*Like other semi-regular weekly posts, I am going to try to write a faith-related post on Sundays. I recognize and understand that not everyone who might read this has the same faith beliefs that I do. Please read, if you want, because this is part of who I am, part of the mother that I am.*
Cameron takes his first nap starting between 10 and 11am. This is great except for Sundays because church and nap directly overlap. This means that either Cameron naps and we skip church, or we go to church and we deal with the consequences of Cam skipping his nap.
Lately however, I’ve been trying really hard to get to church. When we’re there, it is really cool to watch Cameron interact with the service. We have made it to church the past three weeks consecutively.
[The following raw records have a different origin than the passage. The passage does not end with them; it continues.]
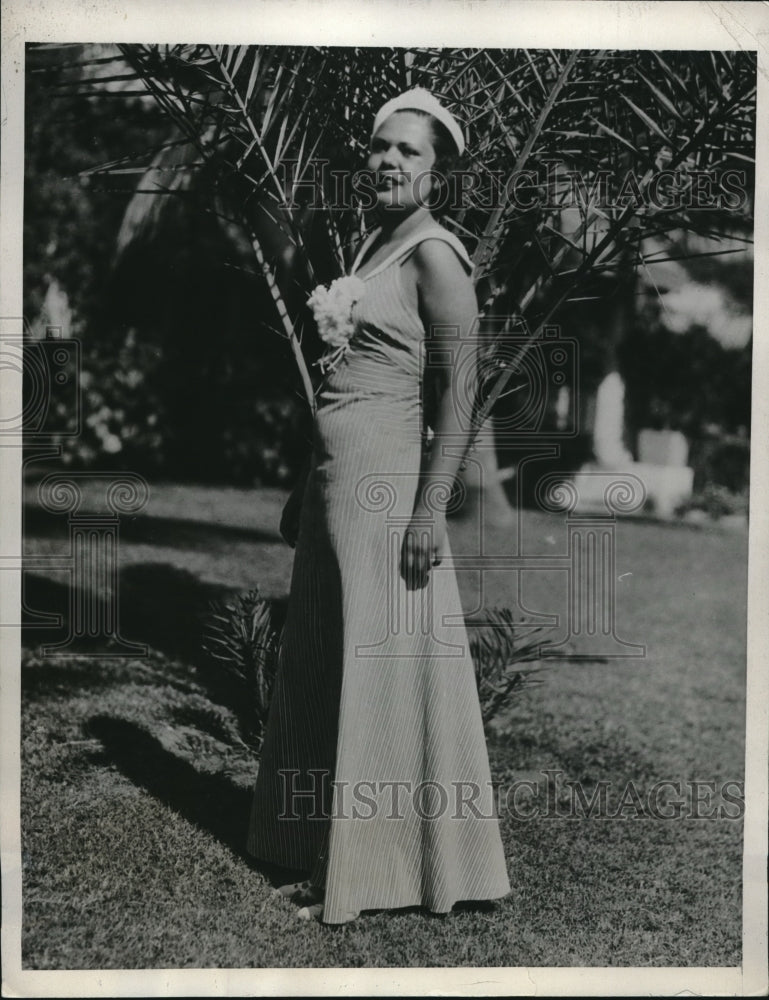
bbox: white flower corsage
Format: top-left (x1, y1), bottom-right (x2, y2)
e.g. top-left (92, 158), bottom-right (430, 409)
top-left (307, 275), bottom-right (366, 375)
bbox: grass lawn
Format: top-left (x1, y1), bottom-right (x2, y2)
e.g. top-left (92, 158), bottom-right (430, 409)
top-left (22, 484), bottom-right (747, 969)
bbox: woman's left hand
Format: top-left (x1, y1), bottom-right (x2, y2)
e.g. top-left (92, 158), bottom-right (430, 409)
top-left (400, 504), bottom-right (446, 590)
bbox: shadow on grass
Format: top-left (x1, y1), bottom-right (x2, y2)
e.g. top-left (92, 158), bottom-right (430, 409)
top-left (22, 503), bottom-right (281, 551)
top-left (22, 563), bottom-right (287, 748)
top-left (84, 715), bottom-right (302, 885)
top-left (22, 563), bottom-right (286, 667)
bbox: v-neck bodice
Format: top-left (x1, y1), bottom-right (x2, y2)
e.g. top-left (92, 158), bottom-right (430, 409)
top-left (316, 225), bottom-right (472, 448)
top-left (350, 224), bottom-right (473, 281)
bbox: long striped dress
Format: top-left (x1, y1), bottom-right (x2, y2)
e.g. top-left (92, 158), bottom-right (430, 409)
top-left (248, 223), bottom-right (510, 923)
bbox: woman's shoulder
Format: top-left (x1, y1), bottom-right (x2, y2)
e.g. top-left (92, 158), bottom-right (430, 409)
top-left (414, 225), bottom-right (473, 274)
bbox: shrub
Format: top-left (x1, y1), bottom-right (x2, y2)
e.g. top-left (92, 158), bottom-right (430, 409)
top-left (198, 589), bottom-right (545, 753)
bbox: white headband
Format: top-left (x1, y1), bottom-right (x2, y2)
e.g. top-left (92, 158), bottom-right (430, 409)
top-left (371, 87), bottom-right (465, 156)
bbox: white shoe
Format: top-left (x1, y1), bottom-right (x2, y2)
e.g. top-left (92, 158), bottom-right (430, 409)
top-left (275, 880), bottom-right (310, 899)
top-left (296, 903), bottom-right (323, 920)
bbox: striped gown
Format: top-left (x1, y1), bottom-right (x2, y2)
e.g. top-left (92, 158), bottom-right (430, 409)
top-left (248, 224), bottom-right (510, 923)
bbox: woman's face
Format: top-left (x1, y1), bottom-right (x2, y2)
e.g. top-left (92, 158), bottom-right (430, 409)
top-left (368, 111), bottom-right (435, 214)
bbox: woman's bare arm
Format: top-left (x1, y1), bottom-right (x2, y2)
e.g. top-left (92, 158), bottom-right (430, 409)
top-left (402, 240), bottom-right (478, 587)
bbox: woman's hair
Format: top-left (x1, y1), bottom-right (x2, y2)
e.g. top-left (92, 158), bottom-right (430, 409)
top-left (395, 108), bottom-right (459, 216)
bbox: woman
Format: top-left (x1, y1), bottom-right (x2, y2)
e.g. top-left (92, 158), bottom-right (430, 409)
top-left (249, 89), bottom-right (510, 924)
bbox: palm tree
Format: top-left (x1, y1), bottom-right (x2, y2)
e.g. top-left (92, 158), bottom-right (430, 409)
top-left (57, 44), bottom-right (756, 504)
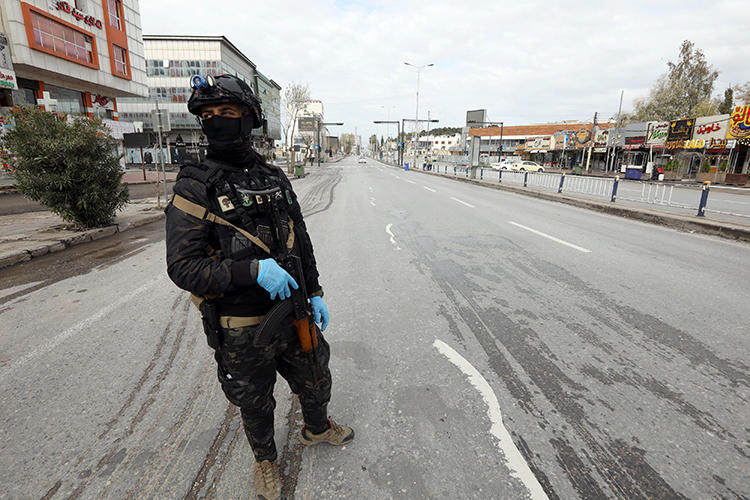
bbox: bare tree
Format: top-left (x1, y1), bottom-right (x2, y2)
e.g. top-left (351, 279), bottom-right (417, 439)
top-left (283, 82), bottom-right (310, 173)
top-left (633, 40), bottom-right (719, 121)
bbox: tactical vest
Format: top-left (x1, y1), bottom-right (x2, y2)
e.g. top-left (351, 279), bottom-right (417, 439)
top-left (170, 159), bottom-right (294, 326)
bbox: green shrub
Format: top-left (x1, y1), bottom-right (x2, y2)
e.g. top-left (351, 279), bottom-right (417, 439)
top-left (0, 106), bottom-right (128, 228)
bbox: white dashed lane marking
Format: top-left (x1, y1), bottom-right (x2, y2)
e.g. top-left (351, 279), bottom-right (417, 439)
top-left (451, 196), bottom-right (477, 208)
top-left (508, 221), bottom-right (591, 253)
top-left (432, 339), bottom-right (549, 500)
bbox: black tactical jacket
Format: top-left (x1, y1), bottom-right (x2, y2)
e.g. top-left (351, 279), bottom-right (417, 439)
top-left (166, 148), bottom-right (322, 316)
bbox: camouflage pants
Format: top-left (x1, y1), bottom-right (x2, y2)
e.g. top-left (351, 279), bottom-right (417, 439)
top-left (214, 318), bottom-right (331, 460)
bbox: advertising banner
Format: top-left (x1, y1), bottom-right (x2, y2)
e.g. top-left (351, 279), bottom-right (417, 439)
top-left (667, 118), bottom-right (695, 142)
top-left (646, 122), bottom-right (669, 146)
top-left (685, 115), bottom-right (729, 149)
top-left (623, 122), bottom-right (649, 149)
top-left (551, 130), bottom-right (568, 150)
top-left (568, 128), bottom-right (591, 148)
top-left (594, 129), bottom-right (609, 153)
top-left (664, 118), bottom-right (695, 150)
top-left (726, 104), bottom-right (750, 139)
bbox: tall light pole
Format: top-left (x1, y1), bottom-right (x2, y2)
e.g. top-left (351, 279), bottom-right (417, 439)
top-left (404, 62), bottom-right (434, 168)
I don’t just want to go to church because we have a kid now. It is really important for Dan and I to go as well.
Unfortunately, we missed church this morning. (I have a good excuse – I was driving to our neighbour province to hang out with my sister for a week as she prepares to get married on Saturday!) But, I thought I still needed to spend some time reflecting on faith and my relationship with Christ. I’m someone who finds it easiest to explore my inner-most thoughts through writing, so I figured what better way to do this than through my blog.
A couple of weeks ago, I was really moved and convicted by a sermon. This sermon was all about glorifying God, and how everything is made to glorify God. Every situation has the opportunity to glorify God through it.
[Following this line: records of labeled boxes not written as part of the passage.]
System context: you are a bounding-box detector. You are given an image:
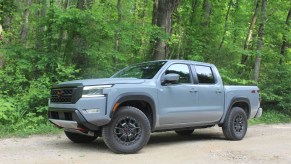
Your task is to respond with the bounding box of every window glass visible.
[112,61,166,79]
[165,64,191,83]
[195,66,215,84]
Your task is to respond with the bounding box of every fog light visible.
[85,108,100,113]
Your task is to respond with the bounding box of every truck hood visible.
[58,78,145,86]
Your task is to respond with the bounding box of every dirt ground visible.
[0,124,291,164]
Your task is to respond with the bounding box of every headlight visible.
[82,85,112,97]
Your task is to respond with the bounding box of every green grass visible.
[0,110,291,138]
[249,110,291,125]
[0,123,62,138]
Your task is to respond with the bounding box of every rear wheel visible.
[102,106,151,154]
[175,129,194,136]
[65,131,97,143]
[222,107,248,140]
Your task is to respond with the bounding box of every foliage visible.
[0,0,291,136]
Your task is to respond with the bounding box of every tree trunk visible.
[0,24,3,41]
[113,0,121,63]
[154,0,179,60]
[241,0,259,65]
[214,0,233,63]
[279,8,291,65]
[20,0,31,43]
[254,0,267,81]
[202,0,212,27]
[35,0,47,50]
[57,0,69,51]
[152,0,159,25]
[140,0,148,58]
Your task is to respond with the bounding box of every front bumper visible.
[48,97,111,131]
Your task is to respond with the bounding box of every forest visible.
[0,0,291,133]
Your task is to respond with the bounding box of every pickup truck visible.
[48,60,262,154]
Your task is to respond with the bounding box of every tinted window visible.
[112,61,166,79]
[166,64,191,83]
[195,66,215,84]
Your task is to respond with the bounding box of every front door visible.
[195,65,224,122]
[158,64,198,126]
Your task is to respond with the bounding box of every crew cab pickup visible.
[48,60,262,154]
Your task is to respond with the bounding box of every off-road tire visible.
[175,129,194,136]
[102,106,151,154]
[222,107,248,140]
[64,131,97,143]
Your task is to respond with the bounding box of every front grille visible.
[48,111,73,121]
[51,88,74,103]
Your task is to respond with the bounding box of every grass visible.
[0,123,62,138]
[249,110,291,125]
[0,110,291,138]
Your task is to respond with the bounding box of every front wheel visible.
[222,107,248,140]
[65,131,97,143]
[102,106,151,154]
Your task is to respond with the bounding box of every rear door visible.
[158,64,198,125]
[192,65,224,122]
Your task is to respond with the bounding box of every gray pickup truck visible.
[48,60,262,153]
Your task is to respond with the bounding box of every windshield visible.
[112,61,166,79]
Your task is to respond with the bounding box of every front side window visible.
[111,61,166,79]
[165,64,191,83]
[195,66,215,84]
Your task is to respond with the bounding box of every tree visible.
[254,0,267,81]
[153,0,179,60]
[20,0,32,43]
[279,8,291,65]
[241,0,260,65]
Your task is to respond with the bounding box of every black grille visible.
[51,88,75,103]
[48,111,73,121]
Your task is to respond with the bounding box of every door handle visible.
[215,89,222,94]
[189,88,198,93]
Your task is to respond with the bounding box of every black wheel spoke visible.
[114,117,141,145]
[233,114,244,133]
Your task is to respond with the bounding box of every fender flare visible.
[219,97,251,124]
[109,92,157,128]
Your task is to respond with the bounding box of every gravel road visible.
[0,124,291,164]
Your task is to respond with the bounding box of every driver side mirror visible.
[163,73,180,84]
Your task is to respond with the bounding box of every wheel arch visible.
[109,93,156,130]
[219,97,251,124]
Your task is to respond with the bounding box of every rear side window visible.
[195,66,215,84]
[165,64,191,83]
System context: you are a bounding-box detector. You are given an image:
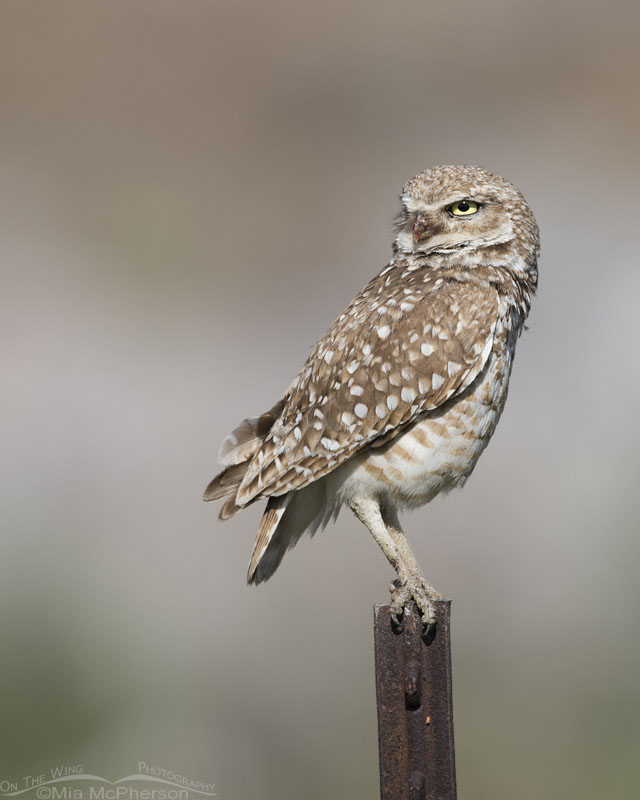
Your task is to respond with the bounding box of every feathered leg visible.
[349,498,441,636]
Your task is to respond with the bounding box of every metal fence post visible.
[374,600,457,800]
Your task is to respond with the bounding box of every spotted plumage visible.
[205,166,538,623]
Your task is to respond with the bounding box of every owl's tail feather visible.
[247,479,326,584]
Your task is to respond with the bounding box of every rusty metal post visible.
[374,600,457,800]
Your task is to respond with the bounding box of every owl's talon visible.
[390,573,441,644]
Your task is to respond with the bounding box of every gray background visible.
[0,0,640,800]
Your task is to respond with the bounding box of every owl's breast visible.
[336,332,513,507]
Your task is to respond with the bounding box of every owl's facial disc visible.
[396,195,513,254]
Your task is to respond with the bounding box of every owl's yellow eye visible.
[449,200,480,217]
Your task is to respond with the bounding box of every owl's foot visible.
[389,572,442,640]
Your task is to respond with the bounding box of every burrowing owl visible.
[204,166,539,631]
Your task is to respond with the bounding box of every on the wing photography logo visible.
[0,761,217,800]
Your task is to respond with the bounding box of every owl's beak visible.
[413,214,429,245]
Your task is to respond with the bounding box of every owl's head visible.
[394,165,539,284]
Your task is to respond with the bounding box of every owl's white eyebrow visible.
[402,192,475,212]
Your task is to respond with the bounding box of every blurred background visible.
[0,0,640,800]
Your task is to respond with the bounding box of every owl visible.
[204,166,539,633]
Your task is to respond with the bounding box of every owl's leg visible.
[349,498,440,635]
[380,505,442,625]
I started thinking about my life and where I am glorifying God. I didn’t come up with much. I try to spend time regularly blogging about my life, but very rarely does this blog serve to glorify God.
Currently my son is the centre of my universe. This means that he is getting all of my attention and all of my energy. Unfortunately, this is not good for anyone. The thing with taking care of a baby is that it takes all of your energy. It leaves very little for other parts of my life. But, it means that I’m not being a very good wife. And I’m not being a very good Christ follower.
The sermon on Sunday made me realize a few things. First, that God is all about his glory. Jesus spent time making sure that every situation, whether good or bad, was used to glorify God. And creation is all about God’s glory.
And then I realized something that really made me love my son even more and made me realize what a wonderful God I have. Cameron was made for God’s glory. And Cameron is already doing his job. Through him I have learned so much. So much about love and about the relationship God the Father has with his children. And I am constantly being taught my limitations and my abilities. I am forced to lean on God more. I have been given the privilege to be face to face with one of God’s miracles every day.
I am going to try harder to become theocentric instead of Camcentric. I am trusting that in working towards this, I will also become a better wife and mother in the process.
I hope Cameron always realizes how special he is. I hope he continues to live for God’s glory, just as he is without even trying now.
How cool is that, Cameron? Look what God promises you! Look how absolutely special and loved you are!